At arbitration, the arbitrator acknowledged that while “floater days as such are not equivalent to and do not directly relate to the personal emergency leave days required by statute,” given the option under this particular collective agreement to substitute a floater day for a PEL day, such floater days “are not always to be excluded as being irrelevant to the fulfillment of the employer’s obligations to furnish employees with paid leave in personal emergency situations.” In the words of the arbitrator, floater days and PEL days “are not ‘apples and oranges’ in all circumstances contemplated by the collective agreement.”

In the particular circumstances before him, however, the arbitrator held that the link between floater days and PEL was “weak and, at most, a conditional or contingent one.” Given that floater days could be used as holidays, it was hard to argue they served the same purpose as PEL days. Moreover, given Carillion’s historic practice of giving employees the discretion to decide whether to use a floater day in cases of “justified absence” or whether to, effectively, save it for later, it could not now purport to unilaterally take away that discretion to its financial advantage. In other words, according to the arbitrator, each employee should get to decide for him- or herself whether an absence will draw on his or her bank of floater days or, alternatively, be treated as a PEL day (whether paid or unpaid). Moreover, the fact that the floater day benefit covered the period from July 1 to June 30 rather than the calendar year further supported a conclusion that they ought not to be treated as comparable benefits to paid PEL days.

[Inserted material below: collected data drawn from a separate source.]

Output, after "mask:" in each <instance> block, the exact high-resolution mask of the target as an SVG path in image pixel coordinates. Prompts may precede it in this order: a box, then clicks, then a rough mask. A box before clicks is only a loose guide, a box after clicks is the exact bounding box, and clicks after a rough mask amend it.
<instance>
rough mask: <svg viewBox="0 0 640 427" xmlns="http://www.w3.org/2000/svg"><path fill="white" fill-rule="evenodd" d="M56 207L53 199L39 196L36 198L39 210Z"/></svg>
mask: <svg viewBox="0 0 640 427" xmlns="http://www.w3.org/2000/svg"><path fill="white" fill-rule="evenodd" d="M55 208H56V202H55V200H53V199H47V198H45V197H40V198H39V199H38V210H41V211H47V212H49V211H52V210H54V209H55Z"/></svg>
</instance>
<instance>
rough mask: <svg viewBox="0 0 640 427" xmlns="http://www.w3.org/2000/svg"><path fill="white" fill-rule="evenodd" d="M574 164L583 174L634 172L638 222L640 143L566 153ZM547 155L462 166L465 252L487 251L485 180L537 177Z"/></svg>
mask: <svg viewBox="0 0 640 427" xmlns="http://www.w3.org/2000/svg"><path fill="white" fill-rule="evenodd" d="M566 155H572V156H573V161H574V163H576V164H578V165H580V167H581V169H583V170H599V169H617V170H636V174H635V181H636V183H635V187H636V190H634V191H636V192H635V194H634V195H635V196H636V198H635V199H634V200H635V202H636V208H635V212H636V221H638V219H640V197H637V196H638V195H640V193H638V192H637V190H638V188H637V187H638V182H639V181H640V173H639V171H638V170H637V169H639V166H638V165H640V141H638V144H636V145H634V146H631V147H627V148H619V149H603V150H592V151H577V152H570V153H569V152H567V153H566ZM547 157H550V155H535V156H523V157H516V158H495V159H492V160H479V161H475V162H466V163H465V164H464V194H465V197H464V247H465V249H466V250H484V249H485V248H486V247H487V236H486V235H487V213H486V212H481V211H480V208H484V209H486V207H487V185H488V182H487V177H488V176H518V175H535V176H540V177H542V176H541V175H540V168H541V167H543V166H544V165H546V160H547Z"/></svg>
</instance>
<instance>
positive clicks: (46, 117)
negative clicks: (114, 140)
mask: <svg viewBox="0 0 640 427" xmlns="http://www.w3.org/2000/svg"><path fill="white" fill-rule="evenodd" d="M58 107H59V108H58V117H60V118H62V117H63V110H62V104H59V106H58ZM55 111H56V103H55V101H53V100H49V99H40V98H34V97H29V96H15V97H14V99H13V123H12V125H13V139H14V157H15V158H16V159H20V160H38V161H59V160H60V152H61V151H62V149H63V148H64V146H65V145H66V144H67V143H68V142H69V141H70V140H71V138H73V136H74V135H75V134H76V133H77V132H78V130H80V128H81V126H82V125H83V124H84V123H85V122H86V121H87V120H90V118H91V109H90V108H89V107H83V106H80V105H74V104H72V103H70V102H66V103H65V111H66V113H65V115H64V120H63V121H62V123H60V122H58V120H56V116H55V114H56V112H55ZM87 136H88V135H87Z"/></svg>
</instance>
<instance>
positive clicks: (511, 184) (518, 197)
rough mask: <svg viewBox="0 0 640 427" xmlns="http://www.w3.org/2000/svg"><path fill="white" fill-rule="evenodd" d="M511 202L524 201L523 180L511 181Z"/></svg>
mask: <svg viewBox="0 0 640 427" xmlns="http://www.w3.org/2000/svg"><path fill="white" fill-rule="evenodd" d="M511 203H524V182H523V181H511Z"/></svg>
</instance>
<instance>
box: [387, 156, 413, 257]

As such, the grievances were allowed and Carillion was ordered to compensate the grievors for the days in question as PEL days, without drawing on any remaining floater days.

Takeaway for employers

While such was the arbitrator’s finding in the specific circumstances in the Carillion case, we note that other arbitrators have come to very different conclusions where other “substitute” benefits have been offered. In USW, Local 2020 and Bristol Machine Works Ltd. (GB-01-18), Re, another recent arbitration decision, for example, the arbitrator held that an employer-funded Income Protection Plan offering both short-term sickness and accident insurance and long-term disability insurance benefits (paid at 65 per cent of earnings) did, in fact, amount to a “greater right or benefit” than paid PEL days, at least in circumstances where the absences at issue related to employee illness or disability and the employees in question were eligible for the plan -- this was the case even though there was a seven-day waiting period before a sick employee could become eligible for any compensation at all.

Going forward then, it is important that any employer (unionized or not) that believes it is already providing employees with a “greater right or benefit” than the two paid PEL days required by the ESA, give due consideration to whether what it is offering in place of PEL days really is: (a) not only a greater entitlement in totality; but (b) comparable to and intended to address the same purposes as PEL days – in other words, that we are comparing “apples to apples.” A failure to properly consider either of these factors could leave an employer effectively paying twice – once for the arguably greater benefit it offers and a second time for each employee’s paid PEL day entitlement.

For more information see:

  • Carillion Services Inc. and LIUNA, Local 183 (Williams), Re, 2018 CarswellOnt 8854 (Ont. Arb.).
  • USW, Local 2020 and Bristol Machine Works Ltd. (GB-01-18), Re, 2018 CarswellOnt 5531 (Ont. Arb.).